Rather, it discusses the limitations of RAG-based systems, offers valuable insights on deploying them in production, and shares a startup’s experience applying RAGs to the insurance sector.
This curated list is the result of thorough documentation I conducted while building conversational agents for the pharmaceutical industry.
I hope you find it useful to you or your teams.
Get ready to become a RAG master. ♜
Building RAG-based LLM Applications for Production
🔗 Link
👨💻 Authors: Goku Mohandas and Philipp Moritz
Disclaimer: One of the authors (Goku Mohandas) is an excellent technical writer and open-source developer. He’s particularly famous for his website (madewithml.com) that taught thousands of developers to productionize ML systems.
This post is a production guide for building RAG-based LLM applications.
It’s by far the best piece I’ve read on this topic. I’m currently using it as a guide to improve my existing RAG-based apps. If you too are getting serious about RAGs, this post is a must-read.
This tutorial is also well-written, detailed, and easy to follow. Plus, the corresponding code is available on Github.
This is a long read but here’s what you’ll learn if you go through it:
💻 Develop a retrieval augmented generation (RAG) LLM app from scratch.
🚀 Scale the major workloads (load, chunk, embed, index, serve, etc.) across multiple workers.
✅ Evaluate different configurations of our application to optimize for both per-component (ex. retrieval_score) and overall performance (quality_score).
🔀 Implement an LLM hybrid routing approach to bridge the gap b/w OSS and closed-source LLMs.
📦 Serve the application in a highly scalable and available manner.

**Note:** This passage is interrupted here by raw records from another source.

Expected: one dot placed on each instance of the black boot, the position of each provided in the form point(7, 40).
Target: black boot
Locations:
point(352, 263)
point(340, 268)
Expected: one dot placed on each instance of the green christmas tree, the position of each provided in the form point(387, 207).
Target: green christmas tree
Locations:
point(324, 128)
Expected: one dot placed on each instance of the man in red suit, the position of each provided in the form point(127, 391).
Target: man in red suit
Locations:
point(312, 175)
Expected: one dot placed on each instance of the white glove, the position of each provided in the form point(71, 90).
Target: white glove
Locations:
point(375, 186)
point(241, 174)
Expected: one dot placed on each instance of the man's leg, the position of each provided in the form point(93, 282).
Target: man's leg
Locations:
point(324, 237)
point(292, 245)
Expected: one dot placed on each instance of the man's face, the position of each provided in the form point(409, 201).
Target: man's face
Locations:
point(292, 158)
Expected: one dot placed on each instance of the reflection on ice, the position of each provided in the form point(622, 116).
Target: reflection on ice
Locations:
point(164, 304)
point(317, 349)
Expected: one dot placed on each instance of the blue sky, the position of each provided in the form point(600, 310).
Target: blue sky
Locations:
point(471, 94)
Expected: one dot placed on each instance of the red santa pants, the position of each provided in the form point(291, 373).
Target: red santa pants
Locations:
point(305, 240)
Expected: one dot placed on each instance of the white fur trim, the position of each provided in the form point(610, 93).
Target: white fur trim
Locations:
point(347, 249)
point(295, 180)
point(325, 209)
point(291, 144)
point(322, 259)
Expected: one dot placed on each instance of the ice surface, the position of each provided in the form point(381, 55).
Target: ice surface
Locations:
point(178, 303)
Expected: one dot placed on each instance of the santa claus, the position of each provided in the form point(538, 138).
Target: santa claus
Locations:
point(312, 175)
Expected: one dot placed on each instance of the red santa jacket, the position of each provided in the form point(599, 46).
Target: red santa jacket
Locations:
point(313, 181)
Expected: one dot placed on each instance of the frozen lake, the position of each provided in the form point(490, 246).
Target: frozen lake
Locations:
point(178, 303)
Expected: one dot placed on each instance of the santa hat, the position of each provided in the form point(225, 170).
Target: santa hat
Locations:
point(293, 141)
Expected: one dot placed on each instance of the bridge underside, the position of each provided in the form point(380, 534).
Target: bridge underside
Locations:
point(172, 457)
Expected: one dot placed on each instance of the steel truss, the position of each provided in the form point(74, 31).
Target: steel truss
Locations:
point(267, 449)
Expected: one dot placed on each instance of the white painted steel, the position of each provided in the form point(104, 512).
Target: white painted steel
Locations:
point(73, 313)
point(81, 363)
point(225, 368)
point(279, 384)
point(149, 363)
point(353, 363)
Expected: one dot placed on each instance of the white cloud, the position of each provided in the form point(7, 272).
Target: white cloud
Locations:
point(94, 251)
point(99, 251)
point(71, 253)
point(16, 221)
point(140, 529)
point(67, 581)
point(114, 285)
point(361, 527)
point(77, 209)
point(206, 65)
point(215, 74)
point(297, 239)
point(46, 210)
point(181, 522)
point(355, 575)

💥 Share the 1st-order and 2nd-order impacts LLM applications have had on products and organizations
🙌 What did I like the most about this post?
While reading this guide, I learned about a powerful method to evaluate RAGs. It consists of building a synthetic evaluation dataset and then computing two metrics: one for evaluating the retrieval quality and another one for the generation quality.
I applied this evaluation framework to my current RAG-based projects and this helped me quickly iterate on my experiments: this was useful for determining the optimal parameters (chunk size, number of retrieved docs, embedding models, etc) instead of picking them randomly.
Learn more about RAG evaluation here.
Disadvantages of RAG
If you’re new to RAGs, it’s important to be aware of the limitations these systems hide. This will help you diagnose potential errors and manage unrealistic expectations.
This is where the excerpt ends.